I received an important lesson in the problems of stereotyping, as often happens, when I was drunk on wine and getting philosophical at a bar. My friend invited me to attend a play with her class about famous playwrights. It was a Friday night, which sucked. But like most things in France there was wine, so that evened everything out. I was imagining a night of historical re-enactments about Marlow, Ibsen, and Moliere. What we witnessed instead was some loose collection of historical scenes thrown together and acted out by people wearing massive strap-ons the entire time. I’m an English major – I don’t remember any mention of dildos in Shakespeare. The whole group quickly decided that the best way to wash what we just witnessed from our minds was to get totally obliterated at the nearest bar.
So that’s myth one debunked: Even French people get uncomfortable around too many exaggerated cod pieces.
We picked a place at random based on the criteria that they had alcohol, and proceeded to get sloshed on wine and beer. As I was sitting at the bar, a French student came and sat next to me. She said she needed to ask me something, something that had been bugging her for a while, and she was hoping to get a serious answer. I indicated she should proceed and leaned in expectantly.
“What is a motherfucker?”
No, really: she wanted to know what, exactly, is a motherfucker. And where did this term come from? I had reached that point in my drinking where I stopped questioning whatever was going on around me. I blinked once to process her question, and then realised that although I wasn’t sure I currently had the skills or the mental capacity to explain to her the idiosyncrasies of English while translating them into French, dammit – I would certainly try. What I came up with was this: “Well, literally it is someone who fucks mothers.”
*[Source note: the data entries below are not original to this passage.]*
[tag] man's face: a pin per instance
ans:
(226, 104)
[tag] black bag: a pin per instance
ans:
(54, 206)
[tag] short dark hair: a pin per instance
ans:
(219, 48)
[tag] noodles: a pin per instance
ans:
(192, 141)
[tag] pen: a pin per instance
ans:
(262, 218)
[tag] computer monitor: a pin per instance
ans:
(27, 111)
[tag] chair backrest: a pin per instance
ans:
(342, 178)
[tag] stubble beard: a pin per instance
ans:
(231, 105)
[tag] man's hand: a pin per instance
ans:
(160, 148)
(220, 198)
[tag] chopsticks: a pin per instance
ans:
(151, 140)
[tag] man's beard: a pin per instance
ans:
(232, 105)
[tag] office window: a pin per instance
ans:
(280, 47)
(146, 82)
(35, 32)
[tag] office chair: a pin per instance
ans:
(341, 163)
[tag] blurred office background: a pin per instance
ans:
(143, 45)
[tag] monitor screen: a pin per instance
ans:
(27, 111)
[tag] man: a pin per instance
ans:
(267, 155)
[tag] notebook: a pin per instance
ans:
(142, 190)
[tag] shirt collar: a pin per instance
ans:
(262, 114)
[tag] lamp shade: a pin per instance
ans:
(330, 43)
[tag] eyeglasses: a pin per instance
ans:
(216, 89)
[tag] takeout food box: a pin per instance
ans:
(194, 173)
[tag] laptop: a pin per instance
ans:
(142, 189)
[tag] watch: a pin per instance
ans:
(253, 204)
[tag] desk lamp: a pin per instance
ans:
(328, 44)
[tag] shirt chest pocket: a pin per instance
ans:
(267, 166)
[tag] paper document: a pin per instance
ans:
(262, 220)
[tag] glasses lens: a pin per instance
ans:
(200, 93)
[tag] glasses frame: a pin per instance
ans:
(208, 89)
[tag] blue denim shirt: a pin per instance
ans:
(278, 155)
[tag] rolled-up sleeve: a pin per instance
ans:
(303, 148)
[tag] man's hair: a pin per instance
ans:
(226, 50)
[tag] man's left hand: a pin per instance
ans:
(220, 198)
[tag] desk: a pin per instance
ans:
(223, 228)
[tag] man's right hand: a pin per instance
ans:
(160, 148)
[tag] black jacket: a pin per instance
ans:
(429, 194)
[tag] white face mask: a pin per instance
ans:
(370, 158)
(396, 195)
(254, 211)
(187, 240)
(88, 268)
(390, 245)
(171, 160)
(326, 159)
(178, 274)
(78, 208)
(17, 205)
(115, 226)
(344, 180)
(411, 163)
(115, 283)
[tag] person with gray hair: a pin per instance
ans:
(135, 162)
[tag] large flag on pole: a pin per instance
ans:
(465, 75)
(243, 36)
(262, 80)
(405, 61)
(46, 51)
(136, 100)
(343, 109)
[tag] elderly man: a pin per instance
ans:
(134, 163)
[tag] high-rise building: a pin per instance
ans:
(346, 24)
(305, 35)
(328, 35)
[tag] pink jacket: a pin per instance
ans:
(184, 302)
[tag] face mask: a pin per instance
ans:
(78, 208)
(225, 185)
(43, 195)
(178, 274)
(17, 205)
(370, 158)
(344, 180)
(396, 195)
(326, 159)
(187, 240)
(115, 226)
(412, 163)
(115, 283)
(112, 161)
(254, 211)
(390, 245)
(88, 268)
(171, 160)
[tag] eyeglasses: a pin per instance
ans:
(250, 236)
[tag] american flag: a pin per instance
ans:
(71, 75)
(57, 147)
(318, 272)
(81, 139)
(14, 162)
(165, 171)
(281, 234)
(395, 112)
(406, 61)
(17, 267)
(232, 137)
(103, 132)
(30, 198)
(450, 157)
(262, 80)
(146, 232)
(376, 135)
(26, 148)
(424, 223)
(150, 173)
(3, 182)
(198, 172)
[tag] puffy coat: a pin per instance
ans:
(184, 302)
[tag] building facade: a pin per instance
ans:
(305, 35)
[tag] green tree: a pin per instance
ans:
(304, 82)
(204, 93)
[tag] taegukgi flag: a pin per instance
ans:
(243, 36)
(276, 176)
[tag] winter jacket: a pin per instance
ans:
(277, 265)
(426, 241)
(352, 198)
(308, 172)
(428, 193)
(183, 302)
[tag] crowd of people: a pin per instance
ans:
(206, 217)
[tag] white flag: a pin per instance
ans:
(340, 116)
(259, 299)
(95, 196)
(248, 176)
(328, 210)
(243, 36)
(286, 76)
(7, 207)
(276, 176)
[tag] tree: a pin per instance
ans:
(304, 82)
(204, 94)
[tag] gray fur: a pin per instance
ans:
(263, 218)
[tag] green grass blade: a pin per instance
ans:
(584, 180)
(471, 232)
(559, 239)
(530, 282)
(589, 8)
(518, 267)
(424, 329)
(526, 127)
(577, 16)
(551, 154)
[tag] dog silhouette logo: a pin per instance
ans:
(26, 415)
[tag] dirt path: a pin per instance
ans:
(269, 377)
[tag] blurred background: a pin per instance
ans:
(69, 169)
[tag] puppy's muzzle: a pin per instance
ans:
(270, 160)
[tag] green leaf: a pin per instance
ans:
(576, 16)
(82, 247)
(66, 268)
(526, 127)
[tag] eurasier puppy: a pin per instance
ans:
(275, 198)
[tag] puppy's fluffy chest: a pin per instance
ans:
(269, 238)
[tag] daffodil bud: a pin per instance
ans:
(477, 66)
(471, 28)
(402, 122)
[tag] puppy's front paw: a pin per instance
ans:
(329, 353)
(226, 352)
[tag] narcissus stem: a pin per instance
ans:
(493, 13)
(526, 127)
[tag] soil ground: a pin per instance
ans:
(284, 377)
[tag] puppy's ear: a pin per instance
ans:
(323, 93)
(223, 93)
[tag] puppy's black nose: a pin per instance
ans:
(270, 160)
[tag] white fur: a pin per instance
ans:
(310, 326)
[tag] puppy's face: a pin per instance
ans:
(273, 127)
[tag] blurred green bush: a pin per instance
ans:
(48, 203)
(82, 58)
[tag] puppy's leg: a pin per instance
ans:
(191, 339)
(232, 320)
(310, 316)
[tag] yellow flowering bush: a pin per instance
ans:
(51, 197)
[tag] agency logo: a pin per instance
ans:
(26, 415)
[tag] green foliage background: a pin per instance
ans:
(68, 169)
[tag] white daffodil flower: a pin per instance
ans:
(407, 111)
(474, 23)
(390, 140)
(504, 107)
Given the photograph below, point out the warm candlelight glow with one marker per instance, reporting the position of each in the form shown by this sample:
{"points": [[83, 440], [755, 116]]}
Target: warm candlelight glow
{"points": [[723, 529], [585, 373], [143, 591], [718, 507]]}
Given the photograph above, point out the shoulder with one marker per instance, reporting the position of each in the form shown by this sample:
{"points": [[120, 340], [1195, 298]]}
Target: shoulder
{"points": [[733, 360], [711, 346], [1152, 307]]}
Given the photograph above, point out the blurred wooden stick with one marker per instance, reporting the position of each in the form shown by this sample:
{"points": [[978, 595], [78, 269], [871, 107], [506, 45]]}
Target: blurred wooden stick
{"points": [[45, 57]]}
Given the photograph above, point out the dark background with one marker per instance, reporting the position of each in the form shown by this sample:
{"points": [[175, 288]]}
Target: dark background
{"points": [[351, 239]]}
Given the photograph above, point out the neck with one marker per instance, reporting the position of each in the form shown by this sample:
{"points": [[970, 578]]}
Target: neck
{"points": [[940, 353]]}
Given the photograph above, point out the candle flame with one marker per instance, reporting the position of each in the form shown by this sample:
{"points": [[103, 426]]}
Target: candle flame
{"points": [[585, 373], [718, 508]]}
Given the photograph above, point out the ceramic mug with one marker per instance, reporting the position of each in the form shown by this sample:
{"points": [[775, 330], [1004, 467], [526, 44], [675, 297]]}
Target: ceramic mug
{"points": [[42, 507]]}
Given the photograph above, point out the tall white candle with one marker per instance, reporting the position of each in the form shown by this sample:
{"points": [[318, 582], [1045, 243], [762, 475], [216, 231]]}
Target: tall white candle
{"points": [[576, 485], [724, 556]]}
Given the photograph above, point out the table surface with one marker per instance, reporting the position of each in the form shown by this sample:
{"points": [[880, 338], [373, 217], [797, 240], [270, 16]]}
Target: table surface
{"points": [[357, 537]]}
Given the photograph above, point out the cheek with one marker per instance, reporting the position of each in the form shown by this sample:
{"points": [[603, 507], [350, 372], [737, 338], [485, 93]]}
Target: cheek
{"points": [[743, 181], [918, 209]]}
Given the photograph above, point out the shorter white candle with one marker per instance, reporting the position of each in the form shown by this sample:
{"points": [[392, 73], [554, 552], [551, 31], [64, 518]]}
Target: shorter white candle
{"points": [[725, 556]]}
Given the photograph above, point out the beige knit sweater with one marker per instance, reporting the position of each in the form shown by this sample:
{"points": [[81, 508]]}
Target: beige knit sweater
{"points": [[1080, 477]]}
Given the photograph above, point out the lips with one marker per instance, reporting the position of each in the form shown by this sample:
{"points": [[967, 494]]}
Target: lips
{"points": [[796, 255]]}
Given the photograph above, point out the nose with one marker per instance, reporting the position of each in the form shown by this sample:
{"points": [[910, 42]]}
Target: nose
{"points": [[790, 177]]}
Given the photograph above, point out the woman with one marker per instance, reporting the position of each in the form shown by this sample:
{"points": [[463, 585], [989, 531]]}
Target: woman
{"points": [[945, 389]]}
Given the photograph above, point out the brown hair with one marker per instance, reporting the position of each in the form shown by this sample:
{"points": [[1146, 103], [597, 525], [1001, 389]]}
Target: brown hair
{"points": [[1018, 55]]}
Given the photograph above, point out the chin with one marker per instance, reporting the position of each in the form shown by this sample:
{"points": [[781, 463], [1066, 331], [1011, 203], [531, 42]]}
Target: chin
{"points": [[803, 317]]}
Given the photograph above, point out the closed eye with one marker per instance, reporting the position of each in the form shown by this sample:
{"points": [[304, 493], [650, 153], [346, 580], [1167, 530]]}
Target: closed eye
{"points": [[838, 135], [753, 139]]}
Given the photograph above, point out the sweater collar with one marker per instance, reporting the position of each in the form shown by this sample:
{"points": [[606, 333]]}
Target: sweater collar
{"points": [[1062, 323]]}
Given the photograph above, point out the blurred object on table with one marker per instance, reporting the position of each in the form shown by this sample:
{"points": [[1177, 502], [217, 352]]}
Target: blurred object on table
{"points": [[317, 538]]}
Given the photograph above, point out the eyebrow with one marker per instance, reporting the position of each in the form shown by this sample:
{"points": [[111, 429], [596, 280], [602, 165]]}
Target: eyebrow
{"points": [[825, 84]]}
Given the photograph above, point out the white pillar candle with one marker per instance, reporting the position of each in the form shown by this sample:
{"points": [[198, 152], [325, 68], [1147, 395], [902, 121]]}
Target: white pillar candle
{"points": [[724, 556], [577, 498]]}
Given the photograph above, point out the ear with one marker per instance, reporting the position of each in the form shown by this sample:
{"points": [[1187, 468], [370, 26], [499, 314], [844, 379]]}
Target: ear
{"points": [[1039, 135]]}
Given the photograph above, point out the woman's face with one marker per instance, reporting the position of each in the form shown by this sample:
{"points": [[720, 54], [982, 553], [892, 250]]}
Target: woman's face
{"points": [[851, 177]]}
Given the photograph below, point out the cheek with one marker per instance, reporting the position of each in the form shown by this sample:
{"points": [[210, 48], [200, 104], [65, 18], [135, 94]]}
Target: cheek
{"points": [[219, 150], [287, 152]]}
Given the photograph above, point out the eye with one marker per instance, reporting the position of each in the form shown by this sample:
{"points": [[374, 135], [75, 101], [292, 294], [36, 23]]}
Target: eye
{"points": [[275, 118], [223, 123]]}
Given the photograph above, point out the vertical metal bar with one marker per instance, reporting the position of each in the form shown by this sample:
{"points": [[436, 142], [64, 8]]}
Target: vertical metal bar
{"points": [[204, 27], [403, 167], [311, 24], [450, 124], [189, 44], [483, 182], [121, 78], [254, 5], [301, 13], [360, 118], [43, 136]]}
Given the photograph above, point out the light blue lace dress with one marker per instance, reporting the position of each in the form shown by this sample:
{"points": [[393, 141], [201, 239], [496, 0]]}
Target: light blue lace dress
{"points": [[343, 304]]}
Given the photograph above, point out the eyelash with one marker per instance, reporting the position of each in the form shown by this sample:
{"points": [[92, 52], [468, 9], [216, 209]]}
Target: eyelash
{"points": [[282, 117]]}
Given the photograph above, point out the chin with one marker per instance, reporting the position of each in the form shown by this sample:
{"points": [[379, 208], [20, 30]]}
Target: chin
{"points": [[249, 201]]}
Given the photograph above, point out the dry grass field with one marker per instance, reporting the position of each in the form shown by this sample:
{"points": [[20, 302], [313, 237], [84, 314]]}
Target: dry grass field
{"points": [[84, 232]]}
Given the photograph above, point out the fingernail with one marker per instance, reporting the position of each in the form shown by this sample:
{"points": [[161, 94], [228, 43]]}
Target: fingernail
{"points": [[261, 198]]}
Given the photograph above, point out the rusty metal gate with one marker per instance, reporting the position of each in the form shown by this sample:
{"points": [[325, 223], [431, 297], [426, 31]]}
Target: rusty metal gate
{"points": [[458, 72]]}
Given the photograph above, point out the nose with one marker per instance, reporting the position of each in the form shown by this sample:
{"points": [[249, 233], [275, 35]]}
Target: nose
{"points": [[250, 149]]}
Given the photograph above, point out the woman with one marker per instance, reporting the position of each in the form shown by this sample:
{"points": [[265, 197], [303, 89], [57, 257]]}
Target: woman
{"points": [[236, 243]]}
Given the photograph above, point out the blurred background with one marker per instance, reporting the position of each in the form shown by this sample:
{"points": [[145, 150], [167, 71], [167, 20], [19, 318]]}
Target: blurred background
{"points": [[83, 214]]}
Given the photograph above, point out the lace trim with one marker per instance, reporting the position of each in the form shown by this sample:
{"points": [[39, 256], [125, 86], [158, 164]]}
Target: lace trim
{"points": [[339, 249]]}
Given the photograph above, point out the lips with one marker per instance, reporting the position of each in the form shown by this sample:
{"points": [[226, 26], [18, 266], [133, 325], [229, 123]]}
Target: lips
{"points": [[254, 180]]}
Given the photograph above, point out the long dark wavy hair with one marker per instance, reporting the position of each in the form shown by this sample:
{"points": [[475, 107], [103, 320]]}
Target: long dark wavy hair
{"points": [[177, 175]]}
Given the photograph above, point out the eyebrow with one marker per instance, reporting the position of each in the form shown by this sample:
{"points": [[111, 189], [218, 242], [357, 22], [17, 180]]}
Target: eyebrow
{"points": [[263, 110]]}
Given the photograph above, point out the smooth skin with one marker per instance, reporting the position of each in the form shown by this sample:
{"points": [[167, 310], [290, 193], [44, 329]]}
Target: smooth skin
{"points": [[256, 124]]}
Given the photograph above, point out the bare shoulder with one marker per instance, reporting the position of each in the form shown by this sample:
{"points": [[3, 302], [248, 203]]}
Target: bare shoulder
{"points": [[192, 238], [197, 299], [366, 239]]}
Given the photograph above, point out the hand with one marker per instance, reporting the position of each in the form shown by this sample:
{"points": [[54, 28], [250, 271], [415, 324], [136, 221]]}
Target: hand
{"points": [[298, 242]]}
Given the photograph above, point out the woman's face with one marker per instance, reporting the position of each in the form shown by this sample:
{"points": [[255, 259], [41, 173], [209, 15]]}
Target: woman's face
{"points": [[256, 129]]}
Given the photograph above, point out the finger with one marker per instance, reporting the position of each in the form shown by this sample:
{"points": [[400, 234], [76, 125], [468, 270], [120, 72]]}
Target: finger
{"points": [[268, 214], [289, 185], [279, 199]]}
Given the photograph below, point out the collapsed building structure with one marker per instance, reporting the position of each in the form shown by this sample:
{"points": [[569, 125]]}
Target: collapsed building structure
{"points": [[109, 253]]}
I then pulled a cocktail napkin over and proceeded to diagram several sentences using some iteration of “motherfucker” as a noun, an adjective, an exclamation, and whatever else I could think of. She sat next to me the entire time, looking as serious as if she were talking with her professor about a thesis paper. I felt like I’d suddenly been handed an opportunity to bring foreign obscenities to a fresh audience. Yes, young grasshopper, I can teach you things; there’s a whole world out there beyond “motherfucker”.
So that’s myth two debunked: No one has such high standards that they can’t stoop to ask about how to up their swearing game.
She and I sat at the bar, getting as creative as we could with our swear words and giggling like little kids. I realised I was playing with fire when she and her friends kept asking each other to be fuck buddies for the rest of the night, but I felt like I’d helped break down a wall. My first experience with French people was so very “French” – we drank, we swore, we talked about fucking. But really, it was no different than what happened at bars in America or anywhere else.
That entire night was an education. She and her friends learned the proper place of “I shit you not” in everyday conversation, and I learned that there is no wrong time for a well-placed putain. I also learned to make a rude gesture by sticking the thumb and index finger together to make a circle with the three remaining fingers upright. This is actually a gesture that means ‘OK’ in the U.S., and that’s when it hit me. There are huge differences between U.S. and French culture, and things get lost in translation.
So that’s myth three debunked: Perhaps stereotypes about French rudeness stem from simple misinterpretations, especially if you only listen to things that filter down to you from others.
If you want to learn what people are like, you need to talk to them – maybe about more than just swear words, but not necessarily. You will learn so many useful things, and you’ll appreciate the similarities more. You’ll also learn that Uranus is just as funny in French as it is in English. I shit you not.